Q1 2024 sees strongest growth since Q3 2022


The global cloud market showed strong growth for the first quarter of this year, with the big three providers continuing to consolidate their stranglehold over this vital area of IT services.

Enterprise spending on cloud infrastructure services topped $76 billion during Q1 2024, up by $13.5 billion, or a 21 percent increase compared with the same period last year.

These figures come from Synergy Research Group, which said this is the second consecutive quarter in which the year-on-year growth rate has notably improved, with Q1 seeing the strongest growth since Q3 of 2022.

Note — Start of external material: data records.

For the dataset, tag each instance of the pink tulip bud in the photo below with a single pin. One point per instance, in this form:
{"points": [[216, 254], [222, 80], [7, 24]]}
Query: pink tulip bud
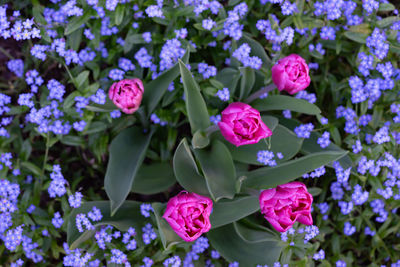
{"points": [[284, 205], [188, 215], [291, 74], [242, 125], [127, 94]]}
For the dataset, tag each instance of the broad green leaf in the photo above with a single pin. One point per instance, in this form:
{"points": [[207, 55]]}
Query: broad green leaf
{"points": [[269, 177], [127, 216], [167, 234], [153, 178], [154, 90], [228, 211], [282, 140], [186, 171], [285, 141], [219, 170], [127, 152], [356, 36], [195, 105], [107, 107], [252, 234], [247, 81], [256, 49], [200, 139], [77, 22], [310, 145], [233, 248], [282, 102], [270, 121]]}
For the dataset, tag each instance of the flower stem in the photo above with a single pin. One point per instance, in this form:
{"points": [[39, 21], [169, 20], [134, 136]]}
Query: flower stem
{"points": [[260, 92]]}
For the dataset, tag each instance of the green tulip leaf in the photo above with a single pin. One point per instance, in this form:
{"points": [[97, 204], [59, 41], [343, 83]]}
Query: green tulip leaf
{"points": [[128, 215], [154, 90], [168, 237], [269, 177], [218, 169], [234, 248], [282, 140], [153, 178], [254, 234], [127, 152], [186, 171], [195, 105], [282, 102], [228, 211]]}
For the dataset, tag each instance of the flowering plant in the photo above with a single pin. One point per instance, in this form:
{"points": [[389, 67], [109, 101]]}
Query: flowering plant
{"points": [[110, 108]]}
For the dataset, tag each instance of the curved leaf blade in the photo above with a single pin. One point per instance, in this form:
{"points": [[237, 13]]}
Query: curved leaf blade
{"points": [[229, 77], [310, 145], [153, 178], [233, 248], [269, 177], [77, 22], [253, 235], [127, 216], [248, 78], [282, 102], [199, 118], [186, 171], [154, 90], [228, 211], [282, 140], [127, 152], [218, 169]]}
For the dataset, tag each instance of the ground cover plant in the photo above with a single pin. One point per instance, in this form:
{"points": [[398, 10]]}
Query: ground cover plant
{"points": [[199, 133]]}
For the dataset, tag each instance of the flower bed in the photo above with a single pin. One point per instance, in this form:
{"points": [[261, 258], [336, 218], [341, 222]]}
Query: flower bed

"We forecast that growth rates would bounce back and that is what we are now seeing," said Synergy Chief Analyst John Dinsdale.

However, as The Register has noted before, cloud services never actually stopped growing, unlike some other sectors of the IT industry. They may have shown slower than previous growth, but still continued to expand in value.

Synergy estimates that the total cloud infrastructure service revenues were $76.5 billion, with public cloud infrastructure as a service (IaaS) and platform as a service (PaaS) accounting for the majority of the market.

Those public services (Iaas and PaaS) grew by 23 percent during the quarter, while total cloud revenues for the past 12 months are estimated to be $283 billion.

The three biggest cloud providers – Amazon's AWS, Microsoft Azure, and Google Cloud – now account for 67 percent of the entire global cloud spend. Amazon still retains its lead at 31 percent, but its share is shrinking compared with Microsoft (25 percent) and Google (11 percent), which showed the stronger year-on-year growth, according to Synergy.

For public cloud services, the triumvirate has an even greater share, accounting for 72 percent of the market during Q1. Meanwhile, the second tier of cloud players saw the strongest year-on-year growth rates from Huawei, Snowflake, MongoDB, and Oracle.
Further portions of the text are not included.